I have been doing a lot of backcountry traveling this summer, and while I have written numerous posts about pine beetle attacks, not just the whitebark pine, almost all Western pines are in serious trouble, mostly from insect attacks. Winters too warm are causing vast proliferation of the pine bark beetle, killing pine forests, especially the much more abundant lodgepole pine from the Yukon south to New Mexico.  In some places like northern Colorado, 95% of the lodgepole is now dead.  It seems to me that it will be a short time until most pines will be functionally extinct, even though some may persist in highly protected enclosures.

Spruce, Douglas fir, true firs, and other conifers are not under such attack, but the lodgepole is a huge component of the fish, wildlife, watershed and scenery of the Rocky Mountains. Like the whitebark pine, it is hard to think of any effective large scale human effort to conserve these forests.

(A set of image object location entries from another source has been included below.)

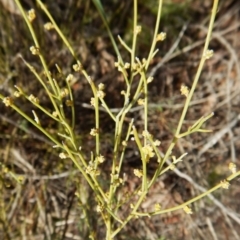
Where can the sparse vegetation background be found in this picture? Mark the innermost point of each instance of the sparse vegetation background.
(59, 166)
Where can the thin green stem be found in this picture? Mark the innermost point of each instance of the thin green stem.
(150, 56)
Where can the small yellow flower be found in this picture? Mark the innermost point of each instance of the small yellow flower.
(157, 143)
(187, 210)
(94, 132)
(92, 102)
(101, 86)
(34, 50)
(138, 29)
(33, 99)
(77, 67)
(172, 166)
(146, 134)
(148, 150)
(64, 92)
(69, 103)
(7, 101)
(62, 155)
(101, 94)
(208, 54)
(150, 79)
(99, 208)
(48, 26)
(232, 167)
(17, 94)
(70, 78)
(141, 101)
(31, 15)
(161, 36)
(184, 90)
(100, 159)
(127, 65)
(157, 207)
(138, 173)
(54, 114)
(225, 184)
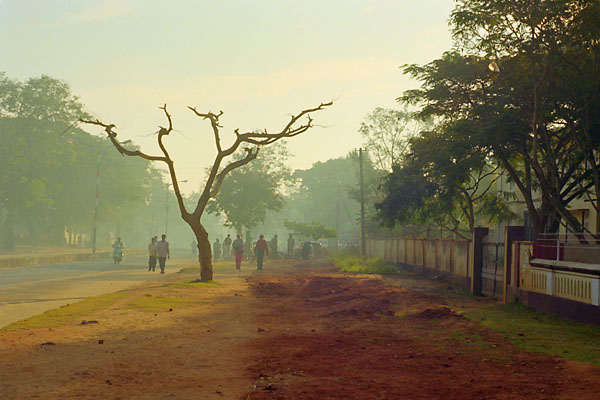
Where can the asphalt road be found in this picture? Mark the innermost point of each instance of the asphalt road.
(28, 291)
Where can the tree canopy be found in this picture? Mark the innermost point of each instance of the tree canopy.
(518, 91)
(250, 191)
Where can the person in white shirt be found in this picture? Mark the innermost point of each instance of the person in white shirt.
(162, 252)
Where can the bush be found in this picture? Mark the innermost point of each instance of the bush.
(351, 261)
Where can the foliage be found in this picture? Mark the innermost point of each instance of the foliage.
(386, 133)
(443, 181)
(49, 168)
(354, 263)
(68, 312)
(519, 91)
(541, 333)
(322, 194)
(250, 191)
(158, 303)
(314, 230)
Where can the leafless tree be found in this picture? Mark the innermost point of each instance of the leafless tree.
(297, 124)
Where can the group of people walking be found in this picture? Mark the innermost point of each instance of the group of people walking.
(235, 248)
(158, 250)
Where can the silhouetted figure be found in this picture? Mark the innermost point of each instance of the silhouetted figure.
(238, 251)
(118, 251)
(291, 242)
(274, 247)
(194, 247)
(248, 244)
(306, 249)
(216, 250)
(227, 247)
(260, 250)
(163, 252)
(152, 255)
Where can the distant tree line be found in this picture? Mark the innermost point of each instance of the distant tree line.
(48, 169)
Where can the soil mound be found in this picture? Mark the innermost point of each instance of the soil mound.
(437, 313)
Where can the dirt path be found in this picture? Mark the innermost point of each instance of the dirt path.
(295, 331)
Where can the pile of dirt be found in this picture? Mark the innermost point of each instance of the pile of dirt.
(437, 313)
(337, 337)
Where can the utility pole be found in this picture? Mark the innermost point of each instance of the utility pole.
(96, 205)
(363, 250)
(167, 209)
(337, 210)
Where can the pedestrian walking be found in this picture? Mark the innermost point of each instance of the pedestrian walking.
(238, 251)
(163, 252)
(216, 250)
(260, 249)
(118, 247)
(227, 247)
(291, 242)
(152, 255)
(274, 243)
(248, 244)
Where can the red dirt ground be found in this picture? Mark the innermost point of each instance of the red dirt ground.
(294, 331)
(340, 337)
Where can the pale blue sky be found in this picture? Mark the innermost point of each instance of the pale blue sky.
(258, 61)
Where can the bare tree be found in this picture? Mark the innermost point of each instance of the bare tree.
(297, 124)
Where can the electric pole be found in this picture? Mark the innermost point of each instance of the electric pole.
(363, 249)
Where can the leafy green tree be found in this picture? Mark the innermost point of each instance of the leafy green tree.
(32, 116)
(386, 133)
(323, 194)
(250, 191)
(510, 85)
(313, 230)
(443, 181)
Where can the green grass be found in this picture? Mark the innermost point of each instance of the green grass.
(217, 265)
(157, 303)
(541, 333)
(357, 265)
(190, 269)
(66, 313)
(196, 283)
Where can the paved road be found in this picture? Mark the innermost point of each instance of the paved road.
(28, 291)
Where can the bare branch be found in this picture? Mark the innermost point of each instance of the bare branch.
(112, 135)
(290, 129)
(251, 155)
(214, 122)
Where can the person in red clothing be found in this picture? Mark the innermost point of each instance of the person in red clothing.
(260, 250)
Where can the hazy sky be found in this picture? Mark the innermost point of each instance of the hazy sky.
(257, 60)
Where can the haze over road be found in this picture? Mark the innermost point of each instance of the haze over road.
(28, 291)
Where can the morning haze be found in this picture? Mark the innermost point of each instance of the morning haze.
(273, 199)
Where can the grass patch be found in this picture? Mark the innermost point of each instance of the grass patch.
(196, 283)
(66, 313)
(357, 265)
(217, 265)
(541, 333)
(157, 303)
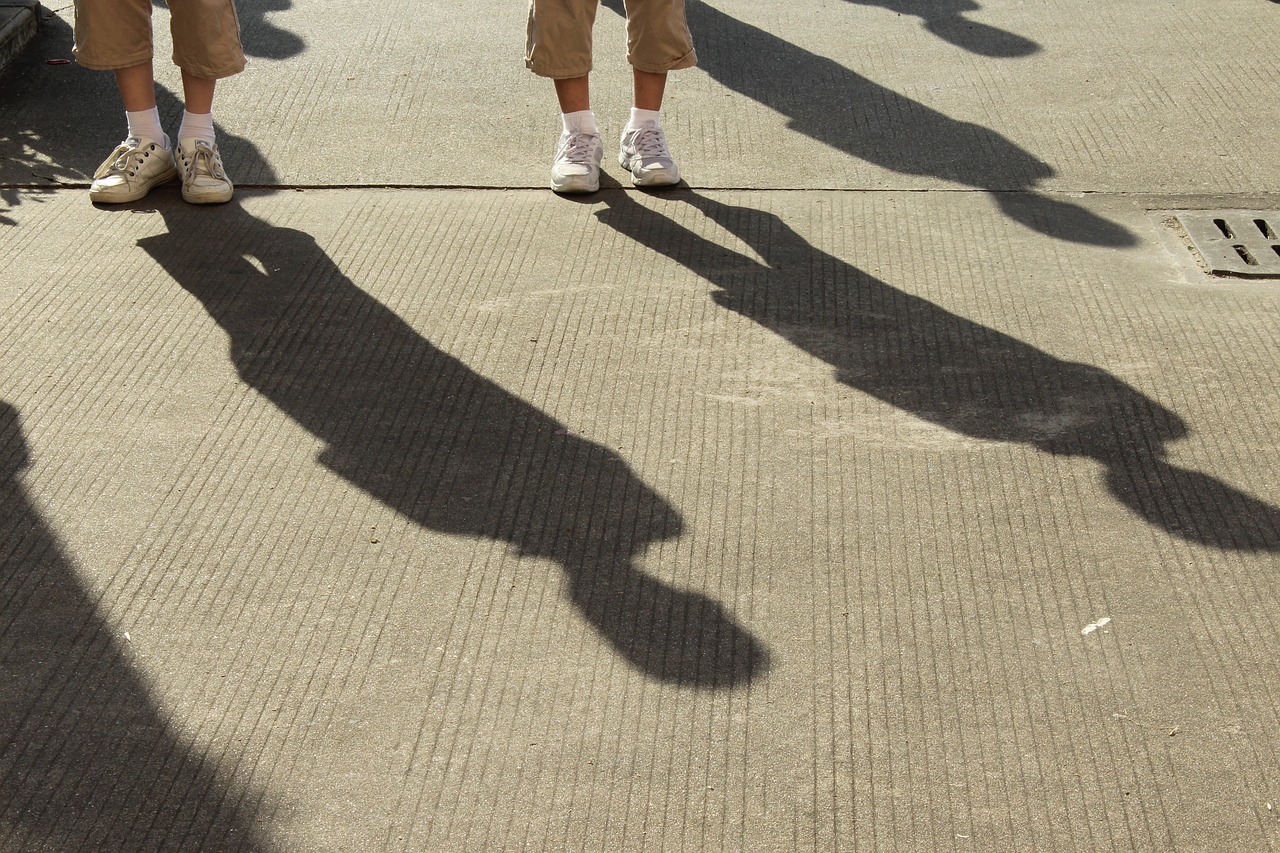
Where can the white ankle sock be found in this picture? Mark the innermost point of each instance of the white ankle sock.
(580, 122)
(639, 117)
(197, 127)
(147, 123)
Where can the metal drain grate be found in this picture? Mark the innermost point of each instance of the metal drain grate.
(1235, 242)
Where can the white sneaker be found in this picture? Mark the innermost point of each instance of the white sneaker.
(577, 163)
(204, 181)
(135, 167)
(645, 155)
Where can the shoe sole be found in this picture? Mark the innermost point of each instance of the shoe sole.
(575, 187)
(652, 179)
(208, 197)
(133, 195)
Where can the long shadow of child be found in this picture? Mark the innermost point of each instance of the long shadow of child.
(949, 370)
(87, 758)
(429, 437)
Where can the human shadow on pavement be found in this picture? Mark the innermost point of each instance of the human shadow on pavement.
(949, 370)
(945, 19)
(87, 760)
(419, 430)
(831, 104)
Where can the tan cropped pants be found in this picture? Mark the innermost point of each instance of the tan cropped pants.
(117, 33)
(560, 36)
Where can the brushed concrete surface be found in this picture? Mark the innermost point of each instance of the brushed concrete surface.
(910, 496)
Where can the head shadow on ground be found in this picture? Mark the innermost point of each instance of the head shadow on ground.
(87, 758)
(452, 451)
(842, 109)
(946, 19)
(949, 370)
(62, 119)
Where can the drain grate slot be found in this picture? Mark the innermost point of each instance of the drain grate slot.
(1235, 242)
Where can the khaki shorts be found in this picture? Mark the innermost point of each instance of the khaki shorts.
(117, 33)
(560, 36)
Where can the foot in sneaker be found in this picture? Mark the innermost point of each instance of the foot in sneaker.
(645, 155)
(135, 167)
(577, 163)
(204, 181)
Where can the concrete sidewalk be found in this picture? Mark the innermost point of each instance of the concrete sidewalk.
(903, 484)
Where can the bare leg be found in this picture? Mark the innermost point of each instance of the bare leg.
(648, 89)
(137, 87)
(574, 94)
(199, 94)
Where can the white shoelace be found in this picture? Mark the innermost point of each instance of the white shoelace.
(126, 159)
(650, 144)
(577, 149)
(204, 163)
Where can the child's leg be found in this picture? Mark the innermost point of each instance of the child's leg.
(115, 35)
(658, 41)
(574, 94)
(206, 48)
(648, 89)
(560, 48)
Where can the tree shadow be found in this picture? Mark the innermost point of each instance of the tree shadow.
(63, 119)
(430, 438)
(831, 104)
(945, 19)
(87, 760)
(951, 372)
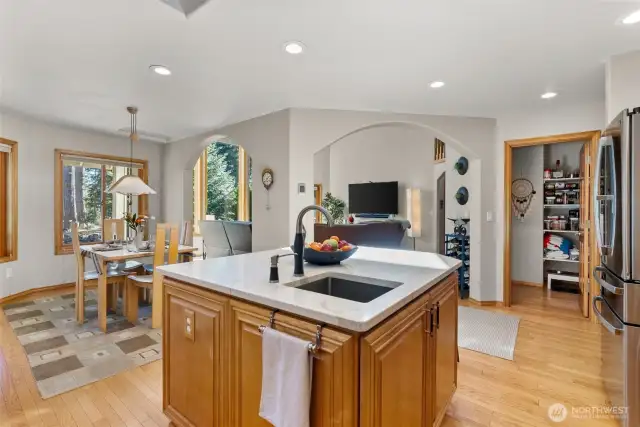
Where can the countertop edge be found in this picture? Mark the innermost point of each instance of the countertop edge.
(350, 325)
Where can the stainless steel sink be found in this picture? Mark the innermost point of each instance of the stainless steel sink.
(352, 290)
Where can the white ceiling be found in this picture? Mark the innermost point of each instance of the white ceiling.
(82, 61)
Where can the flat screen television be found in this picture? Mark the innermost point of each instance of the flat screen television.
(374, 198)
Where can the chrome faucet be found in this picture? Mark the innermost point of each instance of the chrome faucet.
(298, 242)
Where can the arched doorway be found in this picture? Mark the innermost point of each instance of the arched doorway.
(222, 183)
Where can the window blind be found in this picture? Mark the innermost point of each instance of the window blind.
(79, 160)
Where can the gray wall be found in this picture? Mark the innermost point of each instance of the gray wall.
(37, 264)
(527, 235)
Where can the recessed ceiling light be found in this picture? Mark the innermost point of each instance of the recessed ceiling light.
(634, 18)
(294, 48)
(160, 69)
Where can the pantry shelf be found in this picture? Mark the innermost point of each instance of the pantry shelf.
(559, 206)
(560, 260)
(562, 179)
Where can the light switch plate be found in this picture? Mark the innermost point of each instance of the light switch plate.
(190, 324)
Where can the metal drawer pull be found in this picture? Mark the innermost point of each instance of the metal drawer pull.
(608, 286)
(605, 322)
(313, 347)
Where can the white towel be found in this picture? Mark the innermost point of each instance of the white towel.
(286, 380)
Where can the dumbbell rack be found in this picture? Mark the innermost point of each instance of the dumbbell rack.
(457, 246)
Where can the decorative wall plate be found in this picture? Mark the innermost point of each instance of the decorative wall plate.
(462, 165)
(462, 195)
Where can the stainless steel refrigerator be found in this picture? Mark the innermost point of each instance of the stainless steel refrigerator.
(617, 223)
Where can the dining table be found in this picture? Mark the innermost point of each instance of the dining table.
(101, 259)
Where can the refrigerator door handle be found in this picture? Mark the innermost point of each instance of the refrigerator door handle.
(596, 192)
(605, 248)
(611, 328)
(606, 285)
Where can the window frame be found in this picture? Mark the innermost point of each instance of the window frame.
(200, 187)
(9, 203)
(143, 203)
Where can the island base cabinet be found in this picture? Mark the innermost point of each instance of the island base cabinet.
(408, 365)
(193, 359)
(334, 393)
(403, 372)
(446, 349)
(394, 380)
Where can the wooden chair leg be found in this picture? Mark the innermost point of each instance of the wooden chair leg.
(131, 301)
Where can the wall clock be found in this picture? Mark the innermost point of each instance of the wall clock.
(267, 178)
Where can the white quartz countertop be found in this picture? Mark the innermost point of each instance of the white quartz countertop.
(247, 277)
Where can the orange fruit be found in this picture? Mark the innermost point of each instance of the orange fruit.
(315, 246)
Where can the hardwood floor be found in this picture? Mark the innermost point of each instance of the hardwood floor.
(557, 359)
(131, 399)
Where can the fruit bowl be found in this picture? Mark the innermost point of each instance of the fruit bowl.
(326, 258)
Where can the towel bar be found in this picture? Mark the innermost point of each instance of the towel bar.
(312, 347)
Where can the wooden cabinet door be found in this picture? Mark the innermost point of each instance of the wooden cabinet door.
(445, 306)
(394, 380)
(334, 384)
(194, 359)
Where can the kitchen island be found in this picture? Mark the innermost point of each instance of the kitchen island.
(382, 328)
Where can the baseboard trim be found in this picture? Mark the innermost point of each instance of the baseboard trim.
(486, 303)
(523, 283)
(30, 292)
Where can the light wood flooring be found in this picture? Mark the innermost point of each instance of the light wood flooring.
(557, 359)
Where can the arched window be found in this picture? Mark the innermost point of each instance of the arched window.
(222, 184)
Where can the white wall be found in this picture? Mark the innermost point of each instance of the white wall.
(546, 120)
(266, 140)
(322, 169)
(622, 83)
(389, 153)
(287, 140)
(37, 266)
(527, 235)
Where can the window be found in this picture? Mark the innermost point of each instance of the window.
(8, 200)
(81, 181)
(439, 151)
(222, 184)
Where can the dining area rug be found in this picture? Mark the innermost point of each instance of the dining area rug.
(487, 332)
(64, 355)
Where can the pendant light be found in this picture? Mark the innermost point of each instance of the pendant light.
(131, 185)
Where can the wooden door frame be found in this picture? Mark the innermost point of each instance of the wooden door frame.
(592, 136)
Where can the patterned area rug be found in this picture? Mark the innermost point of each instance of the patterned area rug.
(64, 355)
(487, 332)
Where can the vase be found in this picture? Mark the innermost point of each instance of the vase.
(138, 239)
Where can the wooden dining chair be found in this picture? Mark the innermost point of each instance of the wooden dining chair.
(118, 225)
(89, 279)
(133, 283)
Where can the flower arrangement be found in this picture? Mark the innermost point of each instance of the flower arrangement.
(135, 222)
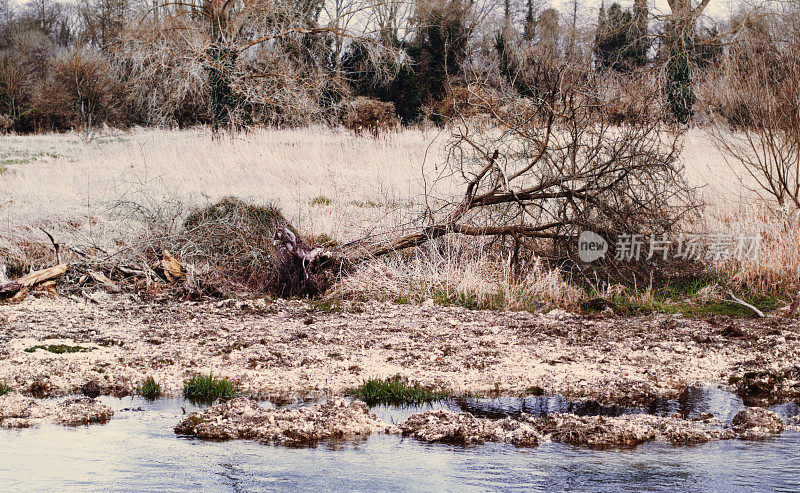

Bark beetle infested mountain at Lower Slide Lake, WY. Although the mountain looks fairly green, most of the lodgepole on it are turning red. In two or three years the entire character of the mountains will be changed. Copyright Ralph Maughan July 19, 2010

Whitebark Pine May Gain Federal Protection

Tree, important for grizzly bears, affected by global warming, insects, and fungus

The whitebark pine is a tree that lives at high elevations and was historically unaffected by pine beetles but due to global warming this has changed. Also, blister rust, an introduced fungal infection has taken a large toll on the trees.

The pine nuts of the trees are collected by squirrels and Clarke’s nutcrackers who’s caches are an important food source for grizzly bears. With their decline the bears are being affected too.